The researchers then analyzed these regions further to identify DNA sequences that displayed incorrect ordering, orientation, or spacing, and observed that an average of 9 rearrangements was found in each of the six samples (range, 4-17).

"The rearrangements represent the most dramatic form of genetic changes that can occur in the genome," Dr. Velculescu said at the briefing. "If the genome were like a book with many chapters, the rearrangement would be like swapping of two chapters within book, so that both chapters would be out of order. If one could recognize rearrangements accurately, that could potentially be one of the best ways to distinguish cancer cells from normal cells."

Next, they looked for the same changes as shed from tumors into the blood of patients. After amplifying DNA that was found in the blood of two of the colorectal cancer patients, they determined that the tests were robust enough to detect rearranged tumor DNA.

For example, the fraction of mutant DNA contained in the blood of one of the colorectal cancer patients was 37% prior to surgery for tumor removal, and it dropped to 14% after surgery. "The mutant DNA fraction decreased further after chemotherapy and subsequent removal of metastatic lesions from the right lobe of the liver," the researchers reported. "However, the fraction of mutant tumor DNA did not reach zero (remaining at 0.3% at day 137), consistent with the fact that this patient had residual metastatic lesions in the remaining left lobe of the liver."

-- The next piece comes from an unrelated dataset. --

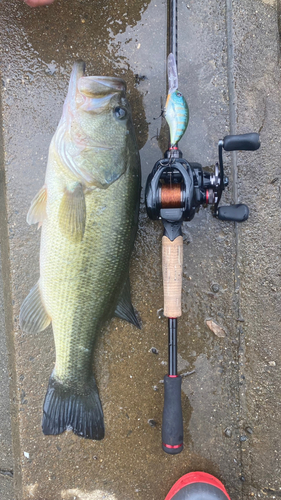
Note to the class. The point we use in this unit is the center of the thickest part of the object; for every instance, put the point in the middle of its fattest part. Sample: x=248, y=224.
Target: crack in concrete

The researchers noted certain limitations of the study, including the chance that some rearranged genetic sequences "could be lost during tumor progression," and that the PARE assay currently costs about $5,000, making it expensive for general clinical use. "This cost is a consequence of the high physical coverage and the inefficiencies associated with stringent mapping of 25-bp sequence data to the human genome," the researchers explained.
"As read quality and length continue to improve, less stringent mapping criteria and lower physical coverage will permit analyses similar to those in this study but with substantially less sequencing effort. Moreover, the cost of massively parallel sequencing, which has decreased substantially over the last 2 years, continues to spiral downwards."

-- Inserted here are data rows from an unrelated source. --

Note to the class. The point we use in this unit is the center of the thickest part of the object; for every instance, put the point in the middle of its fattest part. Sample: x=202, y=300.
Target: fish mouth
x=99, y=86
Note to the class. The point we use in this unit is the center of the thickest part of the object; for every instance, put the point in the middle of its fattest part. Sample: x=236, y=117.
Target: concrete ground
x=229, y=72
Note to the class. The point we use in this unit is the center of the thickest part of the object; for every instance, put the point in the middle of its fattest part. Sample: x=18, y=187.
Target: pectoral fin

Despite such limitations, Dr. Velculescu and his associates maintain that the potential applications for PARE are "numerous," including the identification of tumor-free surgical margins, the analysis of regional lymph nodes, and the measurement of circulating tumor DNA after surgery, radiation, or chemotherapy. "Short-term monitoring of circulating tumor DNA may be particularly useful in the testing of new drugs, as it could provide an earlier indication of efficacy than possible through conventional diagnostic methods such as computed tomography scanning," they concluded.

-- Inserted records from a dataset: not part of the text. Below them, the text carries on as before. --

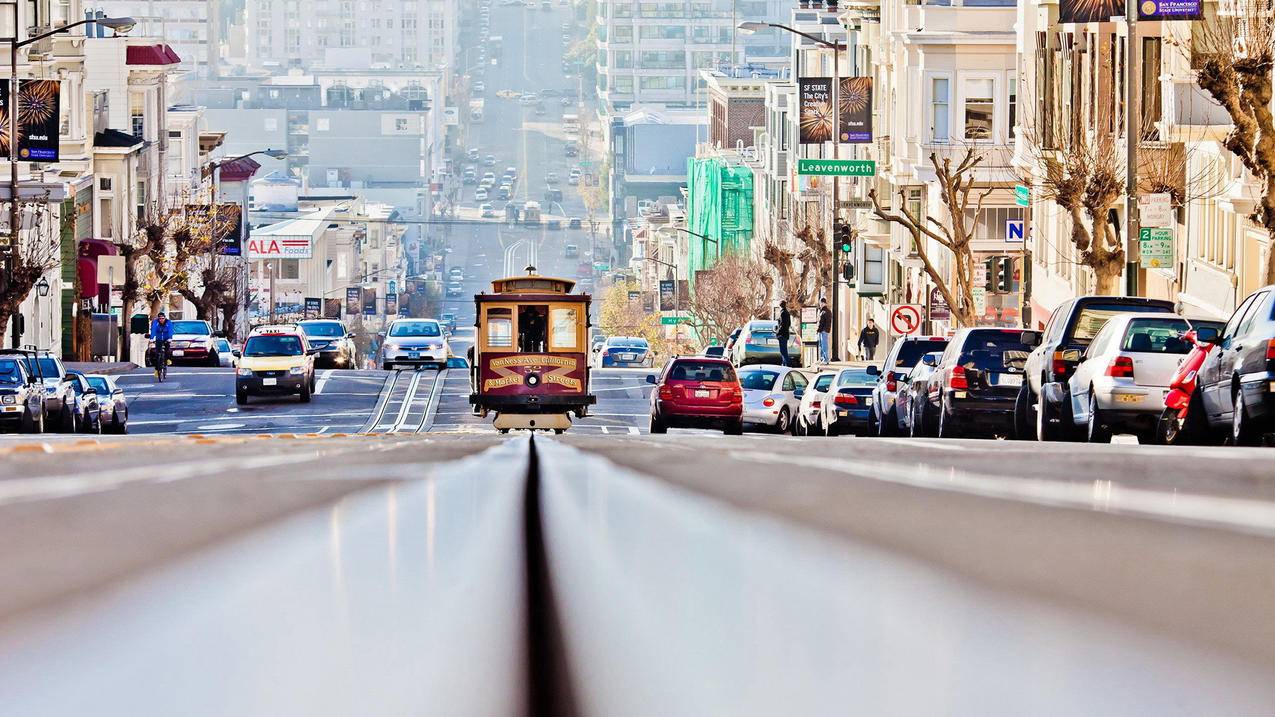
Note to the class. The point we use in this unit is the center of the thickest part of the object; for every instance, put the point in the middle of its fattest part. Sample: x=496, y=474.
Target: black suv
x=1237, y=380
x=1043, y=407
x=22, y=396
x=976, y=384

At the briefing, Dr. Diaz, an oncologist at Johns Hopkins, said that PACE could be used to help clinicians determine who is cured or not cured after surgical resection. "Currently, as physicians we can't tell a patient after breast, colon, or lung cancer surgery whether or not they've been cured," he commented. "A fraction of these patients will be cured by surgery alone, but many will have residual disease. We hope that PARE will be able to discriminate between those individuals that are cured and those that are not cured by detecting residual disease at first surgery. This approach would thereby spare cured individuals from unnecessary and potentially toxic and harmful chemotherapy."

Under a licensing agreement between the Johns Hopkins University and Genzyme Corp., three of the investigators, including Dr. Velculescu, are entitled to a share of royalties received by the university on sales of products related to research described in the study.